2.1 Growing the business Flashcards
Innovation:
bringing a new idea to the market, such as Warburtons’ clever idea of an extra- large crumpet.
Inorganic (external) growth:
growing by buying up other businesses or by merging with a business of roughly equal size.
Organic (internal) growth:
growth from within the business, such as creating and launching successful new products.
Research and development (R&D):
the scientific research and technical development needed to come up with successful new products.
Takeover:
obtaining control of another business by buying more than 50 per cent of its share capital.
Merger:
when two businesses of roughly equal size agree to come together to form one big business.
Flotation:
listing company shares on the stock market, allowing anyone to buy the shares.

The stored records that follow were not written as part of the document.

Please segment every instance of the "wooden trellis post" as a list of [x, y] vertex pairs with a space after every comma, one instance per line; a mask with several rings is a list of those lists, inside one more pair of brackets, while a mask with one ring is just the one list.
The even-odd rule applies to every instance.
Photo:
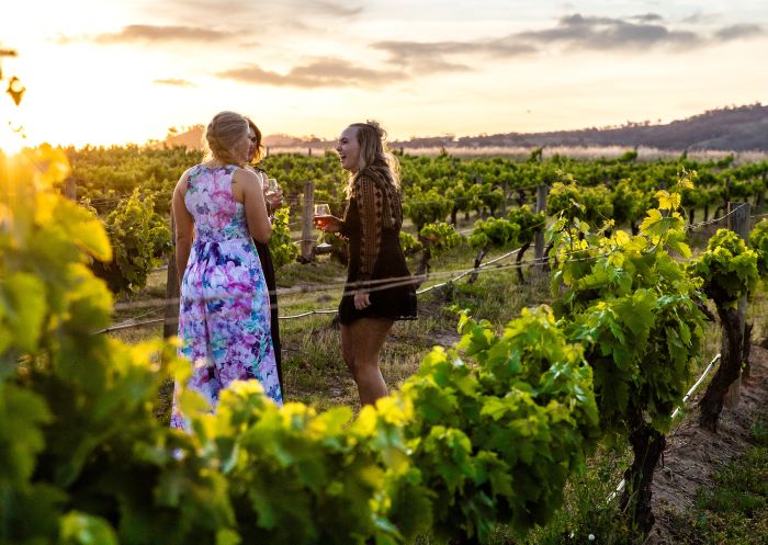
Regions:
[[[746, 241], [747, 237], [749, 236], [749, 203], [729, 203], [729, 213], [731, 213], [731, 215], [729, 216], [729, 228]], [[727, 342], [727, 336], [723, 334], [723, 340], [721, 341], [720, 348], [720, 352], [723, 354], [723, 359], [725, 357], [725, 354], [727, 354], [731, 350], [737, 351], [741, 357], [744, 353], [743, 347], [745, 345], [745, 343], [749, 342], [749, 340], [745, 338], [747, 316], [746, 296], [738, 299], [737, 315], [738, 330], [742, 332], [742, 347], [730, 347]], [[738, 405], [738, 399], [741, 397], [741, 388], [742, 372], [739, 370], [738, 376], [733, 382], [733, 384], [731, 384], [729, 391], [723, 397], [723, 405], [725, 407], [735, 407], [736, 405]]]
[[312, 261], [315, 241], [313, 231], [315, 229], [315, 184], [309, 182], [304, 185], [304, 214], [302, 215], [302, 262]]
[[[541, 183], [537, 186], [537, 213], [546, 212], [546, 184]], [[544, 229], [537, 232], [534, 245], [535, 269], [543, 271], [544, 262], [546, 261], [544, 257]]]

This means the price can float freely (up and down).
Public limited company (plc):
a company with at least £50,000 of share capital that can advertise its shares to outsiders and is, therefore, allowed to fl oat its shares on the stock market.
Entering markets:
when a company decides to open up in a market it hasn’t been in before, for example Walkers launching
cereal bars.
Exiting markets:
choosing to leave a market, probably because it was loss-making and looked set to continue.

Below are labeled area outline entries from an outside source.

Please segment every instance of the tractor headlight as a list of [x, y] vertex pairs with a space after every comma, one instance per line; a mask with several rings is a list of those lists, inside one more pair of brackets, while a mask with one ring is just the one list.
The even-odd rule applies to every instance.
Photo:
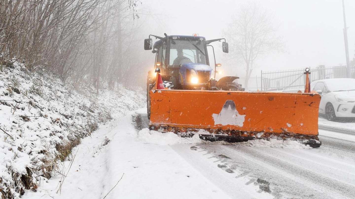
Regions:
[[191, 74], [191, 83], [192, 84], [198, 83], [198, 78], [197, 78], [197, 74], [195, 70], [191, 69], [190, 72]]
[[335, 99], [338, 102], [355, 102], [355, 98], [349, 97], [344, 97], [340, 95], [335, 95]]

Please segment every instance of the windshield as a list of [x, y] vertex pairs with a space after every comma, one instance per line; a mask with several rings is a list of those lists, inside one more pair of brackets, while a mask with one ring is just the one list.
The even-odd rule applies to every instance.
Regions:
[[355, 79], [327, 79], [325, 81], [331, 91], [355, 90]]
[[171, 40], [169, 65], [179, 66], [184, 63], [206, 64], [203, 41]]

Competing internationally:
finding a way to succeed against rivals from overseas.
Globalisation:
the increasing tendency for countries to trade with each other and to buy global goods, such as Coca-Cola, or services, such as Costa Coffee.
Free trade:
trade between countries with no barriers, for example no tariffs.
Imports:
goods or services bought from overseas.
Trade blocs:
a group of countries that have agreed to have free trade within external tariff walls.